À 24 ans, Lucie – son nom a été changé – finalise son double master de mythologie et d’occultisme en Alsace. Elle pratique la sorcellerie depuis une dizaine d’années déjà, et réalise régulièrement des “travaux” pour des proches : “Il faut énormément de temps avant de s’y connaître dans le domaine, c’est un travail de longue haleine. Tu ne vas pas t’essayer à une incantation ou à une potion avec des éléments que tu ne possèdes pas de base. Il est important de savoir utiliser ces forces pour ne pas se mettre en danger, et mettre en danger les autres pour un peu de frissons.”
Sans être fondamentalement contre cette exposition sur Internet, elle maintient que la magie est une affaire de famille, se transmettant de génération en génération sous l’égide d’un mentor ou d’une assemblée de sorcières plus aguerries : “Je ne veux surtout pas faire généralité, mais j’observe beaucoup d’écueils chez ces autodidactes”, confie-t-elle.
Dans ses études de mythologie comme dans la vie, Lucie tente au maximum d’observer les points de vue des autres, histoire de ne pas s’enfermer dans des biais d’auto-persuasion, mais elle a du mal à comprendre cet engouement, et doute de la méthode :
“Il faut considérer la complexité du sujet. Ça demande du sérieux, et ce n’est vraiment pas un passe-temps banal à expérimenter sur TikTok. Vivons heureux, vivons cachés, comme dit ma mère. C’est seulement lorsque tu ressens chez l’autre une certaine ouverture d’esprit et des aspirations sincères pour l’astrologie, la parapsychologie ou encore la lithothérapie que tu peux véritablement mentionner la sorcellerie sans jugements… pas sur Internet, où n’importe quelle personne, même bien intentionnée, peut causer des dégâts par sensationnalisme.”
Elle termine : “Cela fait dix ans que je m’intéresse à la sorcellerie, et peut être trois ans que la pratique est au centre de ma vie.

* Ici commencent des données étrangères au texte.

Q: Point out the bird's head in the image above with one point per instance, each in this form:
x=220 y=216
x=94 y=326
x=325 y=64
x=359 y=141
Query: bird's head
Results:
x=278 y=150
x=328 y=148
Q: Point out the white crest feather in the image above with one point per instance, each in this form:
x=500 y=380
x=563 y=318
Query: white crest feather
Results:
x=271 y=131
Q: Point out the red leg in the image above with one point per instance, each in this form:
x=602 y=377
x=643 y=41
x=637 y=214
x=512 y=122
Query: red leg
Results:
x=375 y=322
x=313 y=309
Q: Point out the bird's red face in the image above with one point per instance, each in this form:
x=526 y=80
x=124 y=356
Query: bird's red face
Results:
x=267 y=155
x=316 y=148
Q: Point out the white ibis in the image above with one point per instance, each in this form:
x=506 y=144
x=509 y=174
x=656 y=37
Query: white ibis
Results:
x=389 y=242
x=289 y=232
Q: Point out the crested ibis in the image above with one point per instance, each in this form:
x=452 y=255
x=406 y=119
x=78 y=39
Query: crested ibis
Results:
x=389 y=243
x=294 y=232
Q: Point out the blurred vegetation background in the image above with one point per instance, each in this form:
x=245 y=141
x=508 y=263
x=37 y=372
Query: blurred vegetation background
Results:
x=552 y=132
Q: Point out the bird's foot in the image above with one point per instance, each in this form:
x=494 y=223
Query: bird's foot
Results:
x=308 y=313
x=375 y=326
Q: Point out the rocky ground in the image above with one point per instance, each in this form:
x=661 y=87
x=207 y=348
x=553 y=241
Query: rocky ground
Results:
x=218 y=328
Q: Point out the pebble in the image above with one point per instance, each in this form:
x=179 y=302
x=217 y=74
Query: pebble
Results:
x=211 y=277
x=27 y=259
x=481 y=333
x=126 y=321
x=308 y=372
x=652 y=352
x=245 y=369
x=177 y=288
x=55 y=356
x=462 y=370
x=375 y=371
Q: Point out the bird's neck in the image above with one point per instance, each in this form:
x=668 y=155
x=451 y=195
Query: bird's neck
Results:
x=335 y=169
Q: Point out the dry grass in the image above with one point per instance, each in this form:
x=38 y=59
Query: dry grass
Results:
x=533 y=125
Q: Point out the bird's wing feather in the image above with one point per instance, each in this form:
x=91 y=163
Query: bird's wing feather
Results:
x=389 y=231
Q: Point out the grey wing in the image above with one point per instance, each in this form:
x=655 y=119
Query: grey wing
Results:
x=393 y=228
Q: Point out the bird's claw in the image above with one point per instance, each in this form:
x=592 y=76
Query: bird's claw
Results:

J’ai lu des centaines et des centaines de bouquins, et côtoyé plusieurs cercles [physiquement, pas sur Internet], mais je suis loin de me considérer comme une ‘professionnelle’. J’ai peur qu’à force, certaines de ces nanas se sentent détentrices d’un savoir caché et qu’elles le partagent à d’autres sans les précautions d’usage. Je crains que cela décrédibilise encore plus notre pratique.”
@thecharmeddoll Doing protection spells for anyone attending any protest! Pls comment for the algorithm! ##blm ##blacklivesmatter ##witchesoftiktok ##witchtok ##fyp
♬ original sound - mahoganyyy___
Sans chercher à questionner la sincérité de ces sorcières, difficile de nier l’impact immense qu’elles ont sur les réseaux. En portant fièrement des valeurs de respect, d’ouverture et d’acceptation, elles apparaissent désormais comme des militantes actives de causes comme #BlackLivesMatter, marchant aux côtés des défenseurs des droits LGBT ou des réfugié·e·s.